1. Enable cloud audit logging across all accounts, regions, and services. For AWS, configure an organization-level CloudTrail trail that logs management events and data events for critical services (S3, Lambda, DynamoDB) across all accounts and regions. For GCP, ensure Cloud Audit Logs are enabled for all services with both admin activity and data access logging. For Azure, enable Activity Logs and Diagnostic Settings for all subscriptions and resources.
2. Enable network-level logging: VPC Flow Logs on all VPCs and subnets, DNS query logging, load balancer access logs, and WAF logs. Configure these to capture both accepted and rejected traffic flows. Use traffic mirroring for deep packet inspection on sensitive network segments.
3. Centralize all cloud logs into a dedicated security logging account or SIEM platform (Splunk, Elastic SIEM, Chronicle, Sentinel). Implement cross-account log aggregation to correlate events across organizational boundaries. Ensure the logging account has restricted write-only access and cannot be modified by compromised accounts in other organizational units.
4. Implement log integrity protection: enable CloudTrail log file validation, configure S3 Object Lock on log storage buckets to prevent deletion, use AWS CloudTrail Lake or equivalent for tamper-evident log storage, and restrict IAM permissions that could disable logging or modify log configurations.
5. Deploy cloud-native threat detection services: AWS GuardDuty, GCP Security Command Center, Azure Defender for Cloud. These services analyze cloud logs using machine learning and threat intelligence to detect common attack patterns including cryptocurrency mining, credential compromise, and data exfiltration.
6. Define and implement alerting rules for security-critical events: root account usage, IAM policy changes, security group modifications, CloudTrail configuration changes, S3 bucket policy modifications, new regions activated, and unusual API call patterns.

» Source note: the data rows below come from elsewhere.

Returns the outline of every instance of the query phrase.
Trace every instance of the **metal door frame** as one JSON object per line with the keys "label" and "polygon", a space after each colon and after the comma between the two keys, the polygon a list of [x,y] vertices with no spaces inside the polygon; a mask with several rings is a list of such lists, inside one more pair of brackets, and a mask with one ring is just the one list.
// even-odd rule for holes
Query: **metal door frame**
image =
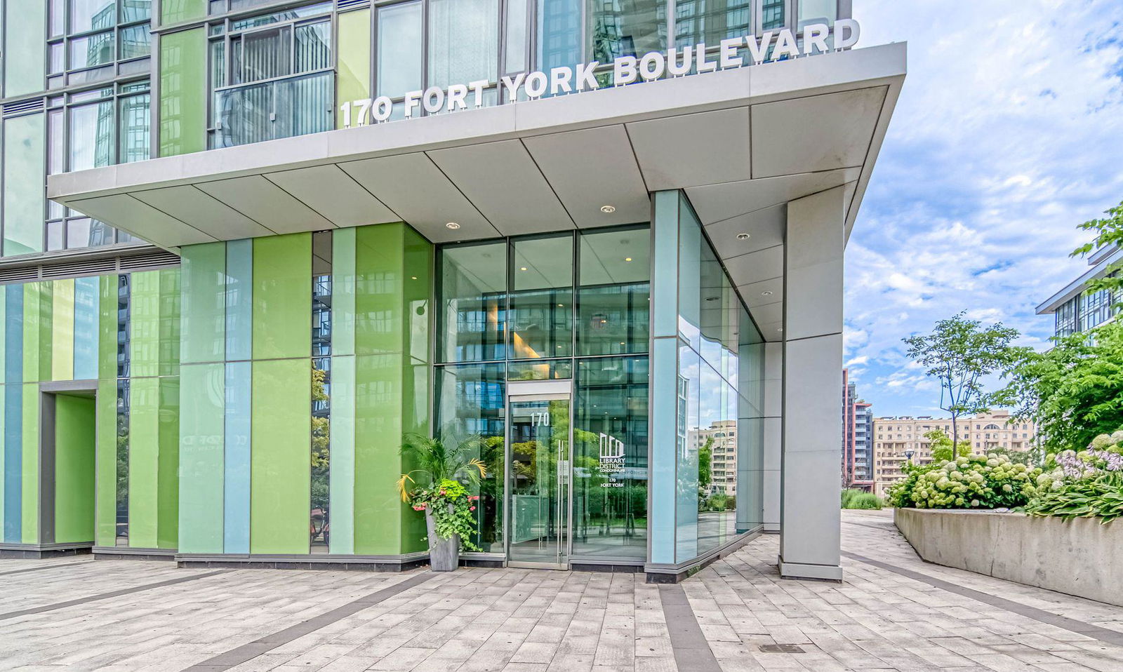
{"label": "metal door frame", "polygon": [[[569,404],[569,449],[566,455],[568,473],[566,478],[566,519],[563,562],[523,562],[511,560],[511,404],[514,402],[555,402]],[[528,569],[570,569],[573,556],[573,380],[508,380],[506,399],[503,404],[503,551],[506,567]],[[560,467],[558,473],[562,473]],[[560,494],[560,489],[559,489]],[[558,530],[559,534],[563,532]],[[560,545],[560,542],[559,542]]]}

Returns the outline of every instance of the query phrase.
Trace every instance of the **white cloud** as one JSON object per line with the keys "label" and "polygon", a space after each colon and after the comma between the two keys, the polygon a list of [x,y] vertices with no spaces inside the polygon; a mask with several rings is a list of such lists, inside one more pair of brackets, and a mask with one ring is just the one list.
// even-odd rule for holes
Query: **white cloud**
{"label": "white cloud", "polygon": [[967,311],[1047,346],[1034,307],[1086,268],[1076,224],[1123,200],[1123,3],[855,11],[864,45],[909,42],[909,76],[847,249],[843,343],[876,414],[926,413],[939,387],[901,339]]}

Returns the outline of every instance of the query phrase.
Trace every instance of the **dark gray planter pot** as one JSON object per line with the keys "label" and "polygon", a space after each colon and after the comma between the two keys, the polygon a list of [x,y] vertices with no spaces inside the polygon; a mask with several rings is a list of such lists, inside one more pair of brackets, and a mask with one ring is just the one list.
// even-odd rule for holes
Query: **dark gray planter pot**
{"label": "dark gray planter pot", "polygon": [[424,512],[424,523],[429,530],[429,567],[435,572],[456,570],[460,563],[460,535],[453,535],[451,538],[437,536],[437,524],[428,508]]}

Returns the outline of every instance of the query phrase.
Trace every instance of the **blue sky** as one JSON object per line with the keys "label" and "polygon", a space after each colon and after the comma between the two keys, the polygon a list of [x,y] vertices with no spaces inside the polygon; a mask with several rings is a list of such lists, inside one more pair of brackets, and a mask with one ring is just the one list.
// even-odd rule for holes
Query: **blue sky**
{"label": "blue sky", "polygon": [[1043,348],[1033,309],[1123,201],[1123,2],[856,0],[909,76],[847,248],[846,361],[876,415],[938,414],[901,339],[967,311]]}

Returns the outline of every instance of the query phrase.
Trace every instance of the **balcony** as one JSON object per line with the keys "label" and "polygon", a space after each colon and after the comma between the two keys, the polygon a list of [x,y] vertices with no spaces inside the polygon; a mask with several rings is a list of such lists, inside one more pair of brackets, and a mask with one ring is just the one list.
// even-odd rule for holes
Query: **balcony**
{"label": "balcony", "polygon": [[332,130],[335,86],[325,70],[216,90],[211,149]]}

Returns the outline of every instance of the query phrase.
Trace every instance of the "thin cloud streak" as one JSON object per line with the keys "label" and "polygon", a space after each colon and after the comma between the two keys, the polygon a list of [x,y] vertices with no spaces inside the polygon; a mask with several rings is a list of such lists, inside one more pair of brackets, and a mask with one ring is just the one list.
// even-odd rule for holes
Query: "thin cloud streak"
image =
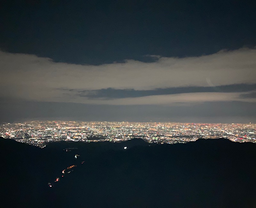
{"label": "thin cloud streak", "polygon": [[[126,60],[124,63],[94,66],[56,63],[50,59],[34,55],[1,52],[2,90],[0,95],[30,100],[111,105],[190,102],[190,95],[194,96],[195,93],[180,95],[179,99],[177,96],[153,95],[137,100],[125,98],[108,101],[81,97],[75,91],[109,88],[147,91],[192,86],[255,84],[255,57],[256,49],[243,48],[197,57],[157,57],[157,61],[151,63]],[[74,92],[64,93],[61,89],[73,89]],[[241,93],[212,93],[196,94],[200,95],[199,101],[254,100],[242,99]]]}

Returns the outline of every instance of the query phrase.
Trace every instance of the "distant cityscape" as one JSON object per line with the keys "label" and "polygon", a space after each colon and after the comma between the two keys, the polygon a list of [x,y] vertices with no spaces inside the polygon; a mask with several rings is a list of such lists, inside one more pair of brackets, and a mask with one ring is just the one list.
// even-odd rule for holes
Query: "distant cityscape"
{"label": "distant cityscape", "polygon": [[60,141],[119,142],[141,138],[149,143],[173,144],[199,138],[256,143],[256,124],[33,121],[2,123],[0,136],[43,148]]}

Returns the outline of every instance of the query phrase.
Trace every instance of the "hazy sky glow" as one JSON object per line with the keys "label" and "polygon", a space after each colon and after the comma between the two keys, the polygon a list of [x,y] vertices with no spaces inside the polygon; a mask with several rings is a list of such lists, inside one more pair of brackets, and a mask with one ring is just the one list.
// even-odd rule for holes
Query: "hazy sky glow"
{"label": "hazy sky glow", "polygon": [[[216,17],[213,21],[203,12],[188,11],[188,4],[184,8],[181,3],[177,4],[174,9],[171,5],[168,9],[168,5],[166,9],[160,4],[155,5],[156,7],[146,4],[153,10],[147,14],[142,12],[139,18],[137,12],[144,9],[140,4],[127,3],[131,8],[127,10],[123,7],[124,3],[117,12],[121,19],[131,15],[131,21],[122,26],[112,22],[112,32],[96,20],[88,22],[85,17],[80,16],[83,8],[86,10],[90,5],[104,21],[107,21],[105,18],[108,17],[110,21],[119,19],[118,15],[113,16],[107,7],[105,13],[99,13],[106,5],[85,4],[84,8],[79,9],[73,5],[72,9],[78,10],[76,15],[68,15],[75,22],[70,32],[68,29],[70,23],[65,23],[67,17],[61,13],[63,10],[58,19],[46,18],[59,7],[64,6],[63,4],[22,4],[21,6],[30,12],[24,14],[26,18],[11,15],[10,8],[17,5],[11,5],[9,10],[5,10],[9,15],[3,22],[4,32],[0,35],[1,121],[56,117],[84,120],[256,122],[253,107],[256,105],[256,39],[252,33],[256,31],[252,21],[256,18],[252,10],[250,13],[251,5],[241,8],[238,3],[232,4],[234,10],[240,12],[228,17],[213,8],[211,14],[213,16],[219,14],[222,19]],[[110,3],[109,6],[118,8],[120,5],[116,4]],[[195,3],[197,9],[202,4]],[[230,9],[228,6],[224,6],[224,10]],[[48,13],[44,13],[46,8]],[[62,9],[68,13],[67,8]],[[248,20],[243,15],[243,9],[247,10]],[[147,18],[163,12],[165,14],[159,19],[152,19],[147,27],[138,27]],[[172,15],[178,18],[171,20]],[[197,24],[188,17],[200,20]],[[38,31],[34,17],[38,21]],[[76,22],[79,17],[82,19]],[[197,38],[184,36],[183,32],[189,27],[191,21],[194,29],[186,34]],[[92,21],[94,27],[87,24]],[[165,26],[157,24],[160,22]],[[60,27],[53,29],[52,26],[57,23]],[[207,24],[212,27],[202,27]],[[49,28],[45,27],[47,25]],[[129,28],[133,25],[134,33],[131,34]],[[179,26],[170,30],[169,27],[174,25]],[[244,32],[238,32],[238,28]],[[39,31],[42,32],[40,35]],[[150,31],[147,35],[147,31]],[[210,32],[215,33],[214,37]],[[238,39],[234,36],[236,33],[243,38]],[[56,39],[57,35],[60,42]],[[152,36],[156,38],[149,43],[148,39]],[[140,40],[140,44],[133,47],[138,42],[136,38]],[[78,42],[84,43],[83,50]],[[225,110],[229,106],[232,112]],[[53,108],[56,109],[51,109]],[[61,111],[57,110],[62,108]]]}

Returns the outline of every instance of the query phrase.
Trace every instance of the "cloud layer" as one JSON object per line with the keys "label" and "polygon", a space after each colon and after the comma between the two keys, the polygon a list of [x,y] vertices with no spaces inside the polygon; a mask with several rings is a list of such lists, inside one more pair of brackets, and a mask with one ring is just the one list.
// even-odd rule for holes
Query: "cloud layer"
{"label": "cloud layer", "polygon": [[151,63],[126,60],[94,66],[0,51],[0,95],[110,105],[255,101],[256,49],[181,58],[155,57]]}

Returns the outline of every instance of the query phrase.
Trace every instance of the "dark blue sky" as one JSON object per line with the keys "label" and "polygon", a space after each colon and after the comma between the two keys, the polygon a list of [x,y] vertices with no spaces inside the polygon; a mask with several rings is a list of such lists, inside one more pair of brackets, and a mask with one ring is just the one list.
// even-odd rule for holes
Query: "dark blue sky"
{"label": "dark blue sky", "polygon": [[0,47],[100,64],[256,45],[256,3],[239,1],[3,1]]}
{"label": "dark blue sky", "polygon": [[0,121],[256,122],[255,22],[253,1],[1,1]]}

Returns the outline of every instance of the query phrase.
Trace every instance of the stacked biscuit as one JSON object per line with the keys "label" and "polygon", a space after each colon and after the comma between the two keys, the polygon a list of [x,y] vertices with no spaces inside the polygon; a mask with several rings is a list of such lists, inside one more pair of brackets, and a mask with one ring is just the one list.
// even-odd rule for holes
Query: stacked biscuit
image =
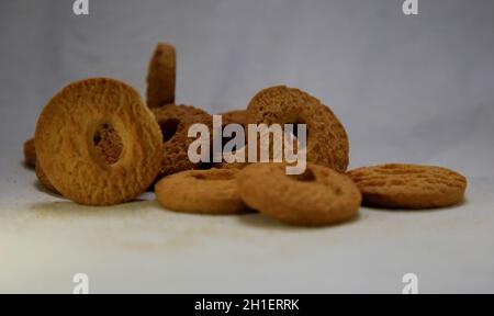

Integrate alerts with your incident response workflow.

Audit logging coverage by enumerating all cloud accounts, regions, and services in use and verifying that audit logging is enabled for each. For AWS, check CloudTrail configuration: aws cloudtrail describe-trails and aws cloudtrail get-trail-status across all regions. Verify data event logging is enabled for S3, Lambda, and other critical services. Check for organization-level trails that ensure new accounts are automatically covered. Use tools like Prowler or ScoutSuite to automate logging configuration audits against CIS Benchmark requirements.

Test log completeness by performing security-relevant actions and verifying they appear in the centralized logging system with complete context. Create and delete IAM users, modify security groups, access S3 objects, invoke Lambda functions, and verify each action is logged with the actor identity, action, resource, timestamp, and source IP. Measure the latency between action execution and log availability in the SIEM to ensure real-time detection is feasible.

Validate monitoring and alerting by simulating attack scenarios and measuring detection time. Perform actions that should trigger alerts: create IAM access keys for the root account, disable CloudTrail logging, make an S3 bucket public, launch instances in unusual regions, and make API calls from IP addresses outside known ranges. Verify that each scenario triggers the expected alert within the defined SLA. Test log integrity protections by attempting to delete or modify log files from a compromised (non-logging) account and verifying the attempt is blocked and alerted on.